Opinion: Israeli politics are deadlocked and it’s the people who are suffering; both the Likud leader and his Blue and White counterpart need to make a fast and difficult decision – form a unity government and break the promises they made or go to another round of elections
Einav Schiff -www.ynetnews.com
From the reports surrounding the never-ending saga entitled “We have a country to run, but we decided to decide not to decide who’ll actually run it,” a slight panic is discernable among the supporters of the political bloc headed by Benny Gantz.
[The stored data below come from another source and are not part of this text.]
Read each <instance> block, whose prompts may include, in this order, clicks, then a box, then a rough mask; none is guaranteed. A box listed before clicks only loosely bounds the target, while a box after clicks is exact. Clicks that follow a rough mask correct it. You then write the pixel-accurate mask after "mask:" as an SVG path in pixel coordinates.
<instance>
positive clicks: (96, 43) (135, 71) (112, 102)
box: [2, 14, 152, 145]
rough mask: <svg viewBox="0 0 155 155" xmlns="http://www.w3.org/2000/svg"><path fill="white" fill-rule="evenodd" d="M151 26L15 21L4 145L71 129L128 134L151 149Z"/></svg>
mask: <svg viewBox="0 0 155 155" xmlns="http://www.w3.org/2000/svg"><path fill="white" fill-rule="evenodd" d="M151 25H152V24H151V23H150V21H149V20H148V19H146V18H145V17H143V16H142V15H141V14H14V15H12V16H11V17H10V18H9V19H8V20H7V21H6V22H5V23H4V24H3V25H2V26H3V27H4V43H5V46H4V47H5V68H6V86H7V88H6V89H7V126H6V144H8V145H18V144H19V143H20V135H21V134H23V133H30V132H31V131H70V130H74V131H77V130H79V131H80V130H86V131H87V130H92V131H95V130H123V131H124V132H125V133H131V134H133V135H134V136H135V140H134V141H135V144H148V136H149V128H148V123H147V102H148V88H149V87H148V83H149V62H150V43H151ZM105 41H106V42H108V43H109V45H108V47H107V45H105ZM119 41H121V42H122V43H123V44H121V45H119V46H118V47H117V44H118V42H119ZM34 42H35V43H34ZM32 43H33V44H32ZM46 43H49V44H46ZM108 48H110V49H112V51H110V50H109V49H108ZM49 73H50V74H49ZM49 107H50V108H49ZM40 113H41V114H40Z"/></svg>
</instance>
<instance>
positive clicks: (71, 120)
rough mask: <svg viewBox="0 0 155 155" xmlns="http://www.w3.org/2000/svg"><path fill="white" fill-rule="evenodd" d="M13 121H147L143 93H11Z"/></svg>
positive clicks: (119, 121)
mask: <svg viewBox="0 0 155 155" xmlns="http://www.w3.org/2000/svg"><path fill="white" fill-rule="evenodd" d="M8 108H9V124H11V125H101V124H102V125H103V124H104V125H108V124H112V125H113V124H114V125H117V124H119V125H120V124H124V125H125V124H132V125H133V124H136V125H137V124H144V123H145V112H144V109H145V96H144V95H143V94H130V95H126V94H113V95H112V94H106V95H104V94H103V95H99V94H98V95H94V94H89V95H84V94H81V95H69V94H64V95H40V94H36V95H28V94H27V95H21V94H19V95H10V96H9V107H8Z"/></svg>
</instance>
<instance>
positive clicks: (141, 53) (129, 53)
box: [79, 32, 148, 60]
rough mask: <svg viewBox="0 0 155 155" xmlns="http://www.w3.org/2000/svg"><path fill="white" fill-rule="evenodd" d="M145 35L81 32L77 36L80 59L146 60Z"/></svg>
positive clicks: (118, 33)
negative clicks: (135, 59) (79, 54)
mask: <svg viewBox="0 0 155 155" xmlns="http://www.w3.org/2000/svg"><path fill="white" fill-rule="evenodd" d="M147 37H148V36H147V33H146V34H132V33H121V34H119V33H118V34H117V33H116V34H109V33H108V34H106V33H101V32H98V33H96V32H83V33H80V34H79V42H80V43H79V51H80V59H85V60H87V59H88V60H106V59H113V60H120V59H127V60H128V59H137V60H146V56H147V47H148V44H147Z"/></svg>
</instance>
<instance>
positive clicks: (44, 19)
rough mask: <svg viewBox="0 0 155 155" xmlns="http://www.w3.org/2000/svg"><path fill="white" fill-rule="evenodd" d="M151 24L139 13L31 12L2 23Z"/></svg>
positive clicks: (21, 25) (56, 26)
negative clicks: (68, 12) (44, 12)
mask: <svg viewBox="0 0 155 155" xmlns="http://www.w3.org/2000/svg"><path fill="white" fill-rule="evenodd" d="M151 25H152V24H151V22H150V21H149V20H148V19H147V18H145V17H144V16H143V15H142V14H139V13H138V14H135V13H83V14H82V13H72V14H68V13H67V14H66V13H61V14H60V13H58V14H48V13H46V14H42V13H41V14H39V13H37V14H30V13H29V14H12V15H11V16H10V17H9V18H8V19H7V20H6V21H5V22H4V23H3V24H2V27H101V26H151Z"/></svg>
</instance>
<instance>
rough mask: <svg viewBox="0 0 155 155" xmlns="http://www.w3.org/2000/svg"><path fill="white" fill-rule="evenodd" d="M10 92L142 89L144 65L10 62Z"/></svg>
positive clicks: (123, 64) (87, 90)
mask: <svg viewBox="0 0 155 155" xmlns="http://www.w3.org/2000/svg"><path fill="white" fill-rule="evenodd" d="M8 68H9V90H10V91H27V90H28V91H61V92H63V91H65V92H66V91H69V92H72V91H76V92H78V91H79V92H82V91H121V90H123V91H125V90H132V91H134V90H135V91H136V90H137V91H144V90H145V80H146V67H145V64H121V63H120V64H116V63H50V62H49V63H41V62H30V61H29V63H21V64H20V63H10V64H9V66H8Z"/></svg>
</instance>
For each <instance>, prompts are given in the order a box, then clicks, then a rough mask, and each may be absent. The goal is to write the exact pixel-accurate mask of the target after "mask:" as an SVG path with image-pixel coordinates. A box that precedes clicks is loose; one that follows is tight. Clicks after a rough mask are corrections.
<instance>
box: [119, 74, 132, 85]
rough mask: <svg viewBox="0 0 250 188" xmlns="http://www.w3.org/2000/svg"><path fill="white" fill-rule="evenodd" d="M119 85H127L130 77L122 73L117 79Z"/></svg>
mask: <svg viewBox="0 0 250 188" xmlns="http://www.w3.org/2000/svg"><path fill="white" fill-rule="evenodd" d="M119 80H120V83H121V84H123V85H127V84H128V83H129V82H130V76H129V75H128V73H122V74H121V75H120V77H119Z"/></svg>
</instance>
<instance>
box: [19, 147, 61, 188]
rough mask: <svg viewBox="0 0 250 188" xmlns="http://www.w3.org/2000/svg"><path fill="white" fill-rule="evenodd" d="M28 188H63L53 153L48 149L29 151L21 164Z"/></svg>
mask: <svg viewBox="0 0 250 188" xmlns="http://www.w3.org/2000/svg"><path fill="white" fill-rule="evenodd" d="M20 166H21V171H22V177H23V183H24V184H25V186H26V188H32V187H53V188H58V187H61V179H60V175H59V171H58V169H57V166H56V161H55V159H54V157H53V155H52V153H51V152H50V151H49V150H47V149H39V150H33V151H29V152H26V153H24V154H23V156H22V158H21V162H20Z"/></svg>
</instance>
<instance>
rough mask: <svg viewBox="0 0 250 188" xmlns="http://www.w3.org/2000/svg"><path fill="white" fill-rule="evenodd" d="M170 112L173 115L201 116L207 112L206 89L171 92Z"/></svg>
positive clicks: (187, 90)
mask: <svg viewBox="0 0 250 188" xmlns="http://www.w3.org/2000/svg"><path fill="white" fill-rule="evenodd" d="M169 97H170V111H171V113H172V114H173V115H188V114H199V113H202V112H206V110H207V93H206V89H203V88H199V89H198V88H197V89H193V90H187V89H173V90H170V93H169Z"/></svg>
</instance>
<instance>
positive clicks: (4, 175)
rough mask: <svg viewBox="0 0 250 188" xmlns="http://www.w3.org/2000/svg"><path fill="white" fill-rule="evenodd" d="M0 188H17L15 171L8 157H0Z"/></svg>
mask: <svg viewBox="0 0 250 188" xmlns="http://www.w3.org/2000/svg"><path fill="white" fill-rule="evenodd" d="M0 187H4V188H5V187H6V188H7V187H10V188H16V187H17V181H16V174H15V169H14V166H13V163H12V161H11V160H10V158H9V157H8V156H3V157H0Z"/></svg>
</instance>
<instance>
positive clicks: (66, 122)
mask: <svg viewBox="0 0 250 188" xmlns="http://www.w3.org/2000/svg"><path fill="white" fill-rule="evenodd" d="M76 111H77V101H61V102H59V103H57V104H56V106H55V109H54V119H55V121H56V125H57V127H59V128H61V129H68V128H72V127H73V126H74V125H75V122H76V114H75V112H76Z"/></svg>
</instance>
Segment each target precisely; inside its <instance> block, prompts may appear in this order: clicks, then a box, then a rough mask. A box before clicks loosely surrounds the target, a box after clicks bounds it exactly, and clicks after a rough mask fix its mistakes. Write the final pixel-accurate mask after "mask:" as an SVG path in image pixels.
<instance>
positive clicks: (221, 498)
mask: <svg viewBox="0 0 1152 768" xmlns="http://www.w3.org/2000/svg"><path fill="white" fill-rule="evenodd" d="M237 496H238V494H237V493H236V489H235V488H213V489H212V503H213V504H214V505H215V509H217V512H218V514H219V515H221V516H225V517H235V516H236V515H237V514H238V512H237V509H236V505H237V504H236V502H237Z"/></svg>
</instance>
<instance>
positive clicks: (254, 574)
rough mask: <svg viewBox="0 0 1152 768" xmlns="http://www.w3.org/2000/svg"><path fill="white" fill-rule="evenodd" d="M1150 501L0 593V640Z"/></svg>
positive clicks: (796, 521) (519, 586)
Every time the Blue and White leader is in the vicinity of Benjamin Netanyahu, one can hear a faint chuntering of terrified refrains: “He’ll cave in; he’ll fall for Netanyahu’s lies; he’s too nice; he’ll cave under President Rivlin’s pressure; he’ll sell out all his election achievements for an empty rotation deal; he’ll forfeit the Defense portfolio; he’ll back down on who has first dibs on ‘Purple Rain’ at the Knesset karaoke night.”
Even if this panic is meant to make Gantz think twice should he decide to go back on his promises, it still illustrates two things.
Firstly, Prime Minister Benjamin Netanyahu is still seen as unbeatable, although he certainly didn’t win the recent elections.
And even in the scenario of a total tie, which in reality is a defeat for the immunity government Netanyahu wanted to form and for which he dragged the whole country into another round of elections, his political adversaries still look at him like he’s Manchester City on a hot streak, as though he’s basically undefeatable.
Secondly, it seems Gantz isn’t suffering from overabundance of appreciation among the political camp that has him as its leader.
Although he overcame the critics that labeled him as a sleepy gray lump and showed massive improvement in his public appearances, managing to lead a ragtag party to the brink of victory, the former Israeli army chief is still treated as a helpless chick who can’t be left alone lest the conniving political fox that is Netanyahu gobble him up.
Well, If Gantz is really so tasty, so naïve and so devoid of any killer instinct, maybe there’s a greater problem at hand. For as we know, politics is no country for herbivores.
Furthermore, Netanyahu’s calls for “unity” (which automatically excludes supporters of Gantz and his partner Yair Lapid) are being viewed as him laying the groundwork for a declaration that forming a coalition has failed, and then Netanyahu will either bring Avigdor Liberman’s Yisrael Beytenu into the fold, or Israelis can all look forward to another round of elections.
Gantz on the other hand, is viewed like all he needs to do is to sit at home, stomp his feet and yell for Netanyahu to quit – like he doesn’t need to convince countless citizens that he actually wants to lead them out of the stalemate that has dominated a entire year of life in Israel.
The fear of Netanyahu’s unrestrained behavior and the suspicion toward Gantz (not to mention Liberman) are a logical byproduct of the unending reign of the former, and of history itself.
But above all, it seems that these sentiments are the best way to repress the truth and avoid dealing with the absurd situation created by Israeli voters.
Israel isn’t divided, it’s locked up tight, and at the most dead end of dead ends.
Gantz can be as conniving as he wants, Netanyahu can yell about his 55-seat bloc until the cows come home; neither has any choice but to break their election pledges or go to another round of elections.
The rest is nothing more than spectacular speculation that is good for nothing more than filling air time for news channels.